Ganhar uma medalha olímpica é ser um herói, simplesmente isso. Gosto da antiga lenda grega que associa a criação dos Jogos Olímpicos à figura de Hércules quando da execução de seus 12 trabalhos impossíveis. Após completá-los com sua força descomunal, rapidez e astúcia sem igual, o herói mitológico teria construído um templo em homenagem a Zeus, seu pai. O stadium era o lugar onde os jogos da antiguidade grega aconteciam de quatro em quatro anos. Onde os homens tentavam ser como Hércules. Durante mais de mil anos essas festas e demonstrações eram realizadas na Grécia (aproximadamente dos anos de 700 a.C. a 400 d.C.) incluindo provas de força, lutas, corridas a pé e equestres com representantes de cada região do mar Egeu. Os vencedores eram louvados e imortalizados com poemas e estátuas. Os Jogos Olímpicos também eram cerimônias religiosas aos deuses gregos, em especial o já citado Zeus. Corpo e alma. Por isso, os campeões olímpicos da antiguidade certamente alcançavam o status “temporário” de semideuses, assim como o próprio Hércules o era.
Ubaitaba
Um dos nossos semideuses de Pindorama vem de um lugar chamado Ubaitaba, na Bahia. O nome de origem tupi foi celebrado como “cidade das canoas” nas redes sociais após a conquista espetacular de Isaquias Queiroz em Tóquio, o primeiro ouro da canoagem brasileira. Na verdade, “ubá-y-taba” significa “canoa-rio (água)-taba (aldeia)”, uma ideia mais aproximada do real significado desse nome seria “o rio da aldeia das canoas”, que remete à existência do povoamento macro-tupi dessa área da Bahia, a partir do interior de Itacaré e de tantos outros nomes de municípios de toponímia tupi de toda essa região.

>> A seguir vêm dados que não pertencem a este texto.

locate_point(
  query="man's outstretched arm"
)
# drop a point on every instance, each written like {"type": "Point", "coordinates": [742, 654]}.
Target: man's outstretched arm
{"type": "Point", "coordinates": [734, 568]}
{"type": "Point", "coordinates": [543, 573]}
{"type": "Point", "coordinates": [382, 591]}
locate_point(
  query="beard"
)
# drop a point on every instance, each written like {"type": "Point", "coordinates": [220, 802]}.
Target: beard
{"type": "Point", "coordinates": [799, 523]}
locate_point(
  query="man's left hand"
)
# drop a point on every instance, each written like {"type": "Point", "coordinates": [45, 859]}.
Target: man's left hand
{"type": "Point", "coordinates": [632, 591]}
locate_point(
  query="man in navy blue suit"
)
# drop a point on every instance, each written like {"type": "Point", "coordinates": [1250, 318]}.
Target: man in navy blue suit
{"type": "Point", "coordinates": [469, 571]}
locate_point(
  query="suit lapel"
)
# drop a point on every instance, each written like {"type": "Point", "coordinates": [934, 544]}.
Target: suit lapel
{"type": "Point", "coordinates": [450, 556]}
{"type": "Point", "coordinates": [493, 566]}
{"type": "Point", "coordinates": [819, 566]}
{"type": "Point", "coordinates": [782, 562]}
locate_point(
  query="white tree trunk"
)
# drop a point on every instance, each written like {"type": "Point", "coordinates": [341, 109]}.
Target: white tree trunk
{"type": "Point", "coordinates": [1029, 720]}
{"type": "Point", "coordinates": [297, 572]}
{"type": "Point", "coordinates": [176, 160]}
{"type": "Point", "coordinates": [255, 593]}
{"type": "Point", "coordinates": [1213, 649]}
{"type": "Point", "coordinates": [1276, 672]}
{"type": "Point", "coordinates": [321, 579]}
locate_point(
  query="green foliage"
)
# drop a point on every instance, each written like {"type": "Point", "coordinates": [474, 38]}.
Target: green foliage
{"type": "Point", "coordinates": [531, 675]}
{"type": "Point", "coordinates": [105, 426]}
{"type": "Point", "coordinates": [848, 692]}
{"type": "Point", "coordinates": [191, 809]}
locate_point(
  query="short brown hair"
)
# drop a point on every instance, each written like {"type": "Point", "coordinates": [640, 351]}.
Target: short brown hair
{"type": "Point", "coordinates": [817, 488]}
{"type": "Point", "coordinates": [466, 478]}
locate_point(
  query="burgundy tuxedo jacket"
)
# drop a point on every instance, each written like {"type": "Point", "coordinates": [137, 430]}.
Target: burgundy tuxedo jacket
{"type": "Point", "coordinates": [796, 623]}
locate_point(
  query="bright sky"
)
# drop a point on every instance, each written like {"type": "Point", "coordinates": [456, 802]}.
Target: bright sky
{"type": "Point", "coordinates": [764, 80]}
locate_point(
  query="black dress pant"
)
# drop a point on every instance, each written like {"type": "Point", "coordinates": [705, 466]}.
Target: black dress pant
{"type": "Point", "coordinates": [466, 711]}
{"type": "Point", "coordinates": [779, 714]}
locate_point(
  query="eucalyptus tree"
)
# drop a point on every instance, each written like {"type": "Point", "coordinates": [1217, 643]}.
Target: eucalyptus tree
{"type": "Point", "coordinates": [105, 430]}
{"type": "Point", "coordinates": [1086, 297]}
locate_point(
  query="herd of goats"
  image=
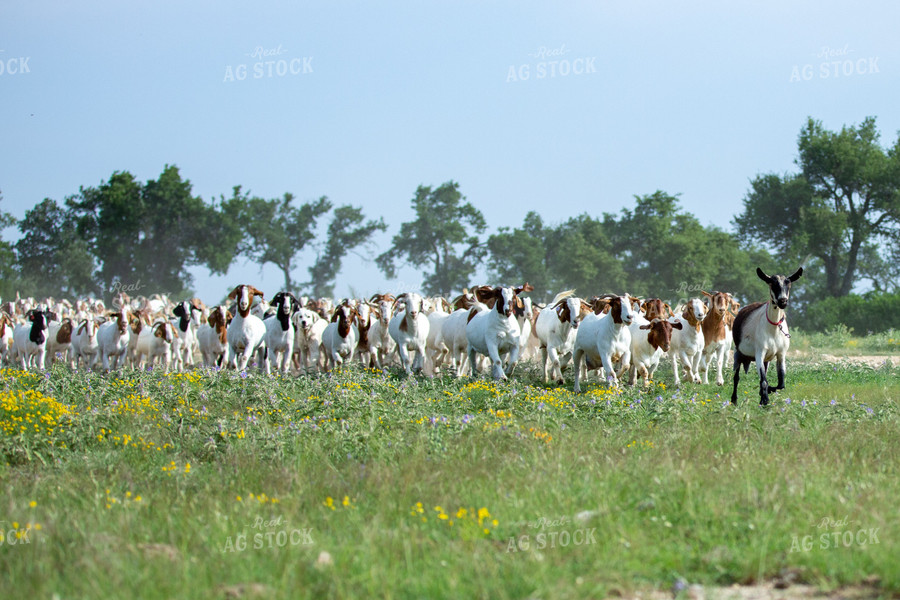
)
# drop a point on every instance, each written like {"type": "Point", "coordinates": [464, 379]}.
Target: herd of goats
{"type": "Point", "coordinates": [610, 333]}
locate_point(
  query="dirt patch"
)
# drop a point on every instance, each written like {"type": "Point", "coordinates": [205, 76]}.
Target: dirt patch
{"type": "Point", "coordinates": [874, 361]}
{"type": "Point", "coordinates": [772, 590]}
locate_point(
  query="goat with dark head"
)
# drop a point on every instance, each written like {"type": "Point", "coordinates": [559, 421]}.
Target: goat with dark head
{"type": "Point", "coordinates": [760, 334]}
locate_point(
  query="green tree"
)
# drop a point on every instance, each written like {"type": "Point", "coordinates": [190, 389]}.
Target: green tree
{"type": "Point", "coordinates": [653, 249]}
{"type": "Point", "coordinates": [577, 253]}
{"type": "Point", "coordinates": [843, 207]}
{"type": "Point", "coordinates": [521, 255]}
{"type": "Point", "coordinates": [9, 278]}
{"type": "Point", "coordinates": [348, 230]}
{"type": "Point", "coordinates": [53, 259]}
{"type": "Point", "coordinates": [443, 238]}
{"type": "Point", "coordinates": [277, 230]}
{"type": "Point", "coordinates": [148, 235]}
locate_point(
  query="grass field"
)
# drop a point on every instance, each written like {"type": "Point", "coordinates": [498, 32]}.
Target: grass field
{"type": "Point", "coordinates": [368, 484]}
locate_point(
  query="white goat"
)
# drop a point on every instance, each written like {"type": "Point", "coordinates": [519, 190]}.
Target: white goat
{"type": "Point", "coordinates": [280, 332]}
{"type": "Point", "coordinates": [761, 334]}
{"type": "Point", "coordinates": [113, 337]}
{"type": "Point", "coordinates": [495, 332]}
{"type": "Point", "coordinates": [309, 327]}
{"type": "Point", "coordinates": [380, 343]}
{"type": "Point", "coordinates": [85, 346]}
{"type": "Point", "coordinates": [409, 330]}
{"type": "Point", "coordinates": [155, 342]}
{"type": "Point", "coordinates": [605, 339]}
{"type": "Point", "coordinates": [247, 333]}
{"type": "Point", "coordinates": [59, 338]}
{"type": "Point", "coordinates": [213, 336]}
{"type": "Point", "coordinates": [555, 329]}
{"type": "Point", "coordinates": [30, 339]}
{"type": "Point", "coordinates": [687, 342]}
{"type": "Point", "coordinates": [649, 341]}
{"type": "Point", "coordinates": [340, 336]}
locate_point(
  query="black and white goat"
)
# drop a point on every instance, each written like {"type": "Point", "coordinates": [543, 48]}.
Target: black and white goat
{"type": "Point", "coordinates": [760, 334]}
{"type": "Point", "coordinates": [280, 332]}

Forte como um touro de Creta e destro como o próprio Hércules, dissociar o herói “sem rim” de Ubaitaba dos indígenas, seus antepassados, é impraticável. O fato de Isaquias ter se consagrado com o remo – instrumento de trabalho de tantos locais que cruzaram aquele mesmo rio em busca de transporte, caça e peixes – torna essa conquista transcendental, mitológica. Só quem já se banhou no rio da aldeia das canoas (atual rio das Contas), como este aqui quem escreve, entende por que o aparecimento de Hércules brasileiros como Isaquias é tão importante. Louvemos a Zeus e a Ubaitaba.
Tucano, papagaios e skate
Ela, na verdade, é uma Fadinha, mas bem que poderia ser chamada também de Imperatriz do Skate, como o nome da cidade onde mora, no Maranhão. Rayssa Leal encantou o mundo, sem falso exagero, ao ganhar a medalha de prata dançando TikTok no stadium olímpico. A astúcia e destreza de Hércules não poderiam ser melhor encarnadas do que numa menina de 13 anos dando um salto com flip para depois deslizar num corrimão de 2,5 metros com uma tábua com rodinhas e, ao tocar o solo, ficar de pé. Feito só comparado às mortais corridas de bigas dos Jogos da antiguidade.
A prodígio da Amazônia mora na beira do imponente rio Tocantins, que nasce na Serra Dourada, em Goiás, percorre todo o Tocantins, atravessa o Maranhão e sobe o Pará até desaguar no Golfo Marajoara, onde outrora existiu uma civilização de dar inveja aos gregos. O próprio rio Tocantins (“tukano” + “tim” = bico de tucano) é casa de inúmeras etnias indígenas de Pindorama. Apenas na região onde se localiza a atual cidade de Imperatriz, ainda sobrevive um pequeno microcosmo de sua ocupação original. Lugar da Terra Indígena Arariboia. A menos de 100 quilômetros da cidade, terras demarcadas garantem a eternidade para povos tupis Awá e Guajajara-Tenetehara originários do Maranhão, mas ao sul a 80 quilômetros os Krikati e Gavião de língua pertencente ao tronco Jê habitam outra reserva composta por serras, local de refúgio, conquistado a duras penas.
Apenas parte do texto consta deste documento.